Department of Neurological Sciences, Rush University Medical Center, Chicago, IL, USA.
Neurobiol Dis. 2012 Nov;48(2):243-54. doi: 10.1016/j.nbd.2011.12.030. Epub 2011 Dec 24.
Huntington's disease (HD) is a neurodegenerative disease for which there is no cure. Therapies that are efficacious in animal models have to date shown benefit for humans. One potential powerful approach is gene therapy. The ideal method of administration of gene therapy has been hotly debated and viral vectors have provided one method of long-term and wide-spread delivery to the brain.
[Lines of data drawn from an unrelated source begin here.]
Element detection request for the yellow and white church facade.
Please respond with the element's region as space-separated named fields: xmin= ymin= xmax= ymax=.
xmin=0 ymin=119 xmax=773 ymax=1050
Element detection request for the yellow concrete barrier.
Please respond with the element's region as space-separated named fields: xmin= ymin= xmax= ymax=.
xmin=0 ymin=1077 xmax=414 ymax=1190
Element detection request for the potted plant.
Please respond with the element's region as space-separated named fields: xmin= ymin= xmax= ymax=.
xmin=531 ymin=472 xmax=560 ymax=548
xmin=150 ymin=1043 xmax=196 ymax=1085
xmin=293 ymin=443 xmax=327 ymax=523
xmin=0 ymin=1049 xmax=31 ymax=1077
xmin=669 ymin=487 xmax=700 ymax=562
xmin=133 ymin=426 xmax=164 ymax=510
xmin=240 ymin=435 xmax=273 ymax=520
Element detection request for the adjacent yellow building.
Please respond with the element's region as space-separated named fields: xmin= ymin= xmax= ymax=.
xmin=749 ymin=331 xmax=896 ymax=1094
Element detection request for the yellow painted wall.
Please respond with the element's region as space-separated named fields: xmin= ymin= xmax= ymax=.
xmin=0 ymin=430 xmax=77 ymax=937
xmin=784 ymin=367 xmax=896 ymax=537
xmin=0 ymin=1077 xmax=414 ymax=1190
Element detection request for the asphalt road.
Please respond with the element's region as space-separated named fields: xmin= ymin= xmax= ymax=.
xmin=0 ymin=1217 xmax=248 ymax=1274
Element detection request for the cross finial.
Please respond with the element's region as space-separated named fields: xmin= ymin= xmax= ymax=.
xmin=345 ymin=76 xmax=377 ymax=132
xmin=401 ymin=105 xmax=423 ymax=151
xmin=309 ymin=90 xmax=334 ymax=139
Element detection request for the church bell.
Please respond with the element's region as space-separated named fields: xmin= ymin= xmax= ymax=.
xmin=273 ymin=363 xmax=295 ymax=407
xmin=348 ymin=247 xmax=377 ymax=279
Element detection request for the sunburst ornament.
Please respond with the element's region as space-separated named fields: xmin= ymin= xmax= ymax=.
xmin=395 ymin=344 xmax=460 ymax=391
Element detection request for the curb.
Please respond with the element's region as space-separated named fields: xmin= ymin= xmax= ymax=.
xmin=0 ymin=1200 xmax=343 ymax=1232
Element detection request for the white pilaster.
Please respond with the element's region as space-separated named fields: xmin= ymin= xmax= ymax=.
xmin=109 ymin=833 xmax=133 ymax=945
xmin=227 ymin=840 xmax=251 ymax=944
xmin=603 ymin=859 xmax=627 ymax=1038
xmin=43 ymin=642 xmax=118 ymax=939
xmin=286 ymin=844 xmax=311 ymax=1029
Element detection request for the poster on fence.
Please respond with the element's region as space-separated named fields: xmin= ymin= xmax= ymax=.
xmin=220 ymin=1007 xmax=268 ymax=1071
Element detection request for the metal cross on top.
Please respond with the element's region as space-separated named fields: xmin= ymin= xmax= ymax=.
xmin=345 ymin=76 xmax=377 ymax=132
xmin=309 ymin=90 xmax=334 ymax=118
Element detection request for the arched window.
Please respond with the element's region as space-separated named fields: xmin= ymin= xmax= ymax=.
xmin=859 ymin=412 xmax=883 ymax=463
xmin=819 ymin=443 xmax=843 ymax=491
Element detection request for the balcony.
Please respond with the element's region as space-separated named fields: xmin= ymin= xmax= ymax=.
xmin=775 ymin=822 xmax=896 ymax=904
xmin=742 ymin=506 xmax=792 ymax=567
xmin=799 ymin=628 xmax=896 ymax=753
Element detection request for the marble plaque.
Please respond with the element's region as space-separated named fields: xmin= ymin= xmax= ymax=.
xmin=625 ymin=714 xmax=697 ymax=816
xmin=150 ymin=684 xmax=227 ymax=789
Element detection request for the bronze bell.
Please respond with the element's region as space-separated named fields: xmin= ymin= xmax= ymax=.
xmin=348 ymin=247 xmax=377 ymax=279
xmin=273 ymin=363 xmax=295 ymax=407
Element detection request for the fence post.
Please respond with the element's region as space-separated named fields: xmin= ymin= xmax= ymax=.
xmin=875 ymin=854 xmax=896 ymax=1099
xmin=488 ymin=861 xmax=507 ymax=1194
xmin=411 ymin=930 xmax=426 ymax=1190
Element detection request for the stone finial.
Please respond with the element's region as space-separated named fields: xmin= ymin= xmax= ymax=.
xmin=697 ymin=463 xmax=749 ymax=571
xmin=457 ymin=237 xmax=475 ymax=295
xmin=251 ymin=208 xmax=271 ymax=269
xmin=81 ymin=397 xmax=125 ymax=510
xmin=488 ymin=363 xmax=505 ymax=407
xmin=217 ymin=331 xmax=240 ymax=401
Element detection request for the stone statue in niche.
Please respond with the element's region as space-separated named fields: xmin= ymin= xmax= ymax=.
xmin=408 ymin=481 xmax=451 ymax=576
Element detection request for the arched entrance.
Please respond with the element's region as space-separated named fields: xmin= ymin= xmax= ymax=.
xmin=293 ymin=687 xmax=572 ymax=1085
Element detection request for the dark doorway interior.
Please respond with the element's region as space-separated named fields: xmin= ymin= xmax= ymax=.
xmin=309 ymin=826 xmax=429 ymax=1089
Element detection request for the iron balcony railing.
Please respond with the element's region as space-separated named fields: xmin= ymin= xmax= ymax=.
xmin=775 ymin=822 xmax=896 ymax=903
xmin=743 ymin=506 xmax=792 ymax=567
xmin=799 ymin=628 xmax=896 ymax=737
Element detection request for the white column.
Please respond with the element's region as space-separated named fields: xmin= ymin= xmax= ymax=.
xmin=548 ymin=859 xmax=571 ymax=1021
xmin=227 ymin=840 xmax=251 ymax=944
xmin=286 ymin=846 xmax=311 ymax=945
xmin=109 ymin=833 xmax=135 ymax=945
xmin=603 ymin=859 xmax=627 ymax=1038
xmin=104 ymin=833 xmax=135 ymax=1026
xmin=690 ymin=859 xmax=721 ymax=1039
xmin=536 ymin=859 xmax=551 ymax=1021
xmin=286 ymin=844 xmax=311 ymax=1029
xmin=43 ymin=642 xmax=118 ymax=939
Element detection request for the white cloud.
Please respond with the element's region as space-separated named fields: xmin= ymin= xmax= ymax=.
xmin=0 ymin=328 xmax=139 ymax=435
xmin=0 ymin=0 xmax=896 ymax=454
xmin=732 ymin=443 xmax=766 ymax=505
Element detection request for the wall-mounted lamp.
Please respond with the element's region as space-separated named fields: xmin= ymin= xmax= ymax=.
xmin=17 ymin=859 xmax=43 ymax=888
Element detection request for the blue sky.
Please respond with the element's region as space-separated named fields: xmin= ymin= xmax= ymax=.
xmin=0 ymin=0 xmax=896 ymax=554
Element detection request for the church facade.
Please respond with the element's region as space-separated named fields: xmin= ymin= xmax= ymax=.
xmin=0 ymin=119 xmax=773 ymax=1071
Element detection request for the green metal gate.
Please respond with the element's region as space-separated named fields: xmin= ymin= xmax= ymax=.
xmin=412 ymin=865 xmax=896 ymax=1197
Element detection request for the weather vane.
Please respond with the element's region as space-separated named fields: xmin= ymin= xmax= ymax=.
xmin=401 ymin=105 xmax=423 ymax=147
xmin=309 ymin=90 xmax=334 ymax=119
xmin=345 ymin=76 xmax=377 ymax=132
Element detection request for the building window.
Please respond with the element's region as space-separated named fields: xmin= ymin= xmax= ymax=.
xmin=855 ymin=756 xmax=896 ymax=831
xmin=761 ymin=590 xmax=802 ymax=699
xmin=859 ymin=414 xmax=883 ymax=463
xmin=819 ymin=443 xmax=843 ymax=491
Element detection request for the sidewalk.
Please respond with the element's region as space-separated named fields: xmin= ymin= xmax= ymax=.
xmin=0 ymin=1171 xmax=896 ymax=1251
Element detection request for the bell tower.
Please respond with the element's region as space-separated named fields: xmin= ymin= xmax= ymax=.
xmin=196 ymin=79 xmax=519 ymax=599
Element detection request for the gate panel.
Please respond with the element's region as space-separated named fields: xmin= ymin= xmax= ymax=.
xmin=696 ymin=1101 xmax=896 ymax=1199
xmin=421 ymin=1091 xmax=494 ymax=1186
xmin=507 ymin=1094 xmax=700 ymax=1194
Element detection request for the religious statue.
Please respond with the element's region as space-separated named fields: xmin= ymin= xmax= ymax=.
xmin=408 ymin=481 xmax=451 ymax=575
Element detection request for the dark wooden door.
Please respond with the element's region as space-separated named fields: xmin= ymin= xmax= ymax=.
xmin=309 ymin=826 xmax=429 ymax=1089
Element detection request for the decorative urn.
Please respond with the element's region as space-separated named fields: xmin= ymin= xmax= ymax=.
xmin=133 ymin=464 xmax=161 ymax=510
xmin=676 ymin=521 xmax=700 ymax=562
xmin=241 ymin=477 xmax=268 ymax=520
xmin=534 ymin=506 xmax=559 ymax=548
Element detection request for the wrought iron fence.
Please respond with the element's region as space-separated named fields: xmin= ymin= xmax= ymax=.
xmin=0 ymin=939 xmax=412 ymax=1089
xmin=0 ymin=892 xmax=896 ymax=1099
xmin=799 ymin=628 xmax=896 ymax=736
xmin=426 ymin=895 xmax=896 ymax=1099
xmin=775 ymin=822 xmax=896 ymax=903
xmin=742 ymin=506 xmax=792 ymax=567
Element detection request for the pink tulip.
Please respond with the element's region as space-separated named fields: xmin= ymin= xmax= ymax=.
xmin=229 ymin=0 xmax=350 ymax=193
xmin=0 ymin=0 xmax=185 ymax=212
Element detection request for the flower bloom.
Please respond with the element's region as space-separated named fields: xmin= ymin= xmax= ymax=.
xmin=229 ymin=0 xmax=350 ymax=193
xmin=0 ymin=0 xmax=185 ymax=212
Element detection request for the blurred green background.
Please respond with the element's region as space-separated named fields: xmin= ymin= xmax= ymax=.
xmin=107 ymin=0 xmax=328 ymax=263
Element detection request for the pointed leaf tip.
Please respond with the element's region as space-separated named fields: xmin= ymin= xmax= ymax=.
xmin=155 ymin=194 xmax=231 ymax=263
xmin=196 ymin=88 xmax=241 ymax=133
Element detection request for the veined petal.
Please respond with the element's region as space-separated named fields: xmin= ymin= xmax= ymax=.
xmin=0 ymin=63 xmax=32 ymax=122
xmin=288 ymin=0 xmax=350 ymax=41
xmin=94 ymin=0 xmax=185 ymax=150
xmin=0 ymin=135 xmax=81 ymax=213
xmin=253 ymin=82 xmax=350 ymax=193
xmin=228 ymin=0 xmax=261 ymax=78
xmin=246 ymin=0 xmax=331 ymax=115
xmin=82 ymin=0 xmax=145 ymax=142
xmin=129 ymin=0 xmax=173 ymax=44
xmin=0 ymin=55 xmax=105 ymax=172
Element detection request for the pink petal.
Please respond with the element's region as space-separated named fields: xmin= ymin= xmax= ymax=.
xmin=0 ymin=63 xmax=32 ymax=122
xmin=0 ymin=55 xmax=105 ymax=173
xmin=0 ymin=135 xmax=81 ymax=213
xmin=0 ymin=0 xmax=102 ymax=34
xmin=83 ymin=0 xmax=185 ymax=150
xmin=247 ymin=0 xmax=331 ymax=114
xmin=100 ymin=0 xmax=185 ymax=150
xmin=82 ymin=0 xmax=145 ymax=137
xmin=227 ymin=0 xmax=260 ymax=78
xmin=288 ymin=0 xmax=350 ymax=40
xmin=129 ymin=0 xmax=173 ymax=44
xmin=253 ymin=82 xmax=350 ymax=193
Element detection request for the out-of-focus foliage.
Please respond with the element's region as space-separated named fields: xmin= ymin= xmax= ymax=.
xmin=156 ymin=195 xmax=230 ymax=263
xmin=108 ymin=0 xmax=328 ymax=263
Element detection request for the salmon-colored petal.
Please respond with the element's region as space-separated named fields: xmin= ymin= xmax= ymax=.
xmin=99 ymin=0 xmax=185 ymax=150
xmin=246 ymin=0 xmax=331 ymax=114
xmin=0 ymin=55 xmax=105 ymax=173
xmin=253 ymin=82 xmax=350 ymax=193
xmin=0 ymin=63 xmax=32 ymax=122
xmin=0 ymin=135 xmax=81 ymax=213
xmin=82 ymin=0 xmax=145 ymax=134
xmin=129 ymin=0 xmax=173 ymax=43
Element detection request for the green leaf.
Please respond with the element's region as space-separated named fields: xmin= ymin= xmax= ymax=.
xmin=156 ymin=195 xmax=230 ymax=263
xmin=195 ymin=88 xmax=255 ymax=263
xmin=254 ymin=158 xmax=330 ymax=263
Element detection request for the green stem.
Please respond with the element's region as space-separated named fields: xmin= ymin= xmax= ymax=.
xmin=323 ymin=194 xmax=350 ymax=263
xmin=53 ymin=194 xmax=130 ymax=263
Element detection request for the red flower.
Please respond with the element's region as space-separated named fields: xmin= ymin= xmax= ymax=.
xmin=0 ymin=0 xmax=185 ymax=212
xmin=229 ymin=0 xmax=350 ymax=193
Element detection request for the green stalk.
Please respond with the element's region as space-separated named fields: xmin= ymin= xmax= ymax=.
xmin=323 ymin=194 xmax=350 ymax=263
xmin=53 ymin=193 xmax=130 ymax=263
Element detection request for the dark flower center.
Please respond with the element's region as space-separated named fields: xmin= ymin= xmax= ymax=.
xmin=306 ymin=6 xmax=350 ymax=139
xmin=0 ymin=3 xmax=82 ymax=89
Trophic factors to protect cells from degeneration and RNAi to reduce mutant huntingtin (mHtt) protein expression are 2 main classes of compounds that demonstrate benefit in animal models. This review will examine some commonly used adeno-associated viral (AAV) vectors and discuss some therapies that hold promise for HD.
亨廷顿病(HD)是一种神经退行性疾病,目前尚无治愈方法。在动物模型中有效的治疗方法迄今为止已显示对人类有益。一种潜在的有效方法是基因治疗。基因治疗的理想给药方法一直存在激烈争论,病毒载体为向大脑提供长期和广泛的递药提供了一种方法。营养因子可保护细胞免受变性,RNAi 可减少突变亨廷顿蛋白(mHtt)的表达,这是在动物模型中显示出益处的 2 种主要化合物。本综述将检查一些常用的腺相关病毒(AAV)载体,并讨论一些对 HD 有希望的治疗方法。